CALIDAD Y VIABILIDAD ECONÓMICA
Un aspecto crucial resaltado por la investigación es que en todos ensayos realizados los aceites obtenidos cumplieron estrictamente con los límites reglamentarios establecidos por la Unión Europea y el Consejo Oleícola Internacional (COI) para la categoría virgen extra.
Así, parámetros clave como la acidez libre, el índice de peróxidos y las absorbancias en el ultravioleta han permanecido inalterados en rangos óptimos. Desde el punto de vista organoléptico, un panel de cata acreditado ha confirmado la máxima clasificación sensorial de todas las muestras.
Además, este trabajo aporta un análisis agronómico y económico de gran utilidad para el sector. En variedades de estructura firme como picual, la tecnología PEF amortiza la inversión principalmente a través del aumento directo del volumen de aceite recuperado y del ahorro de energía mecánica al reducir el batido.
Por su parte, en variedades más blandas como arbequina el retorno económico se orienta hacia la revalorización comercial del producto, permitiendo superar fácilmente el umbral de 250 mg/kg de polifenoles exigido para la alegación de salud (health claim) de la UE.

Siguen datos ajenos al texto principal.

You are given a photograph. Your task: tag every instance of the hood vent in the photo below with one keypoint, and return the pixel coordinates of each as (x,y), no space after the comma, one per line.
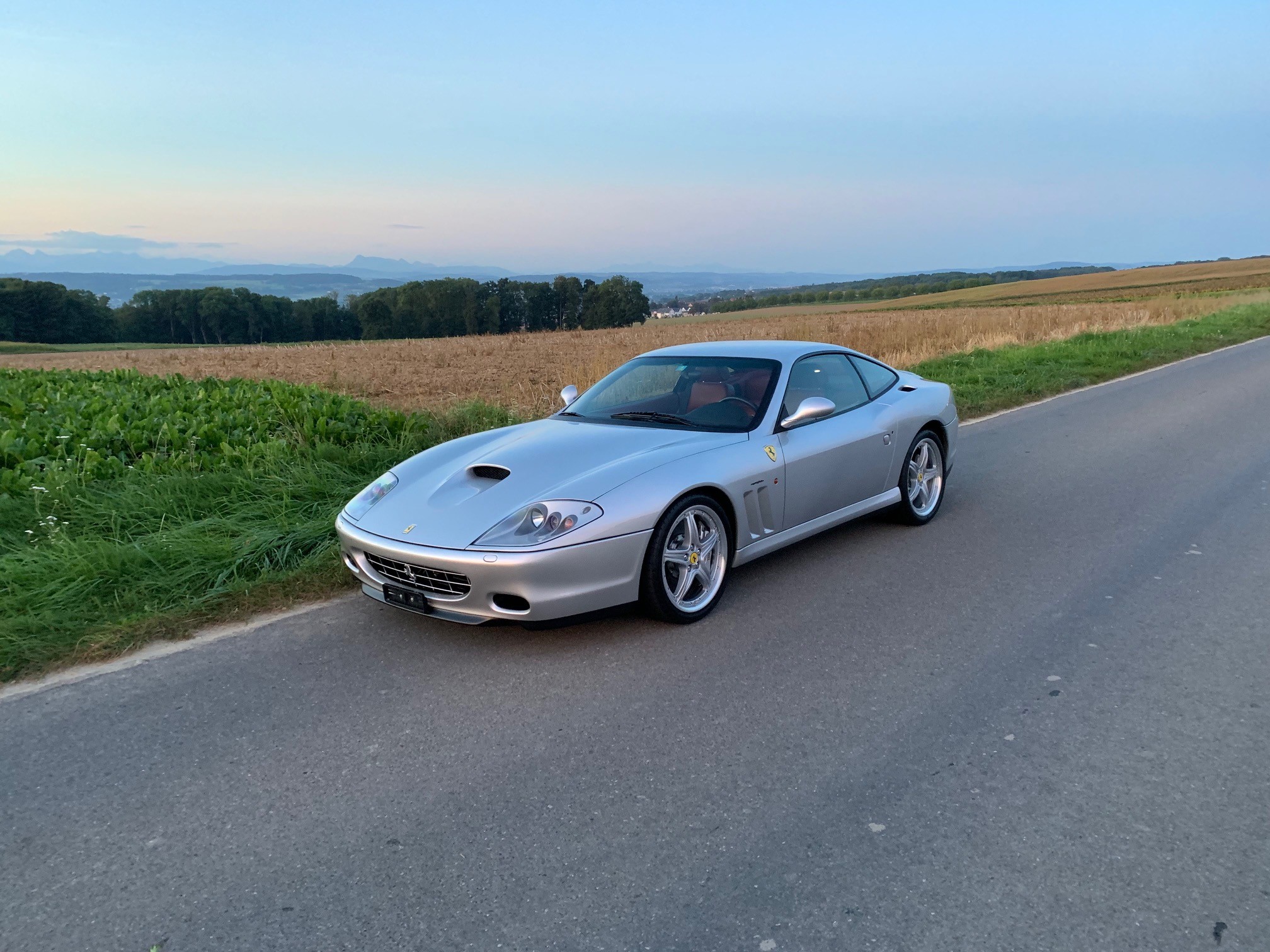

Los resultados del estudio confirman que la tecnología de pulsos eléctricos no debe aplicarse como una receta universal, sino como una herramienta tecnológica modulable que requiere ventanas de trabajo específicas según la variedad, la madurez del fruto y el objetivo agronómico de la almazara.
En este sentido, el trabajo del Ifapa, adscrito a la Consejería de Agricultura, Pesca, Agua y Desarrollo Rural, destaca el tratamiento con pulsos eléctricos como una solución no térmica para alcanzar una mayor eficiencia energética y sostenibilidad en las almazaras y responder, además, a la demanda mundial de aceites de oliva virgen extra de alta calidad.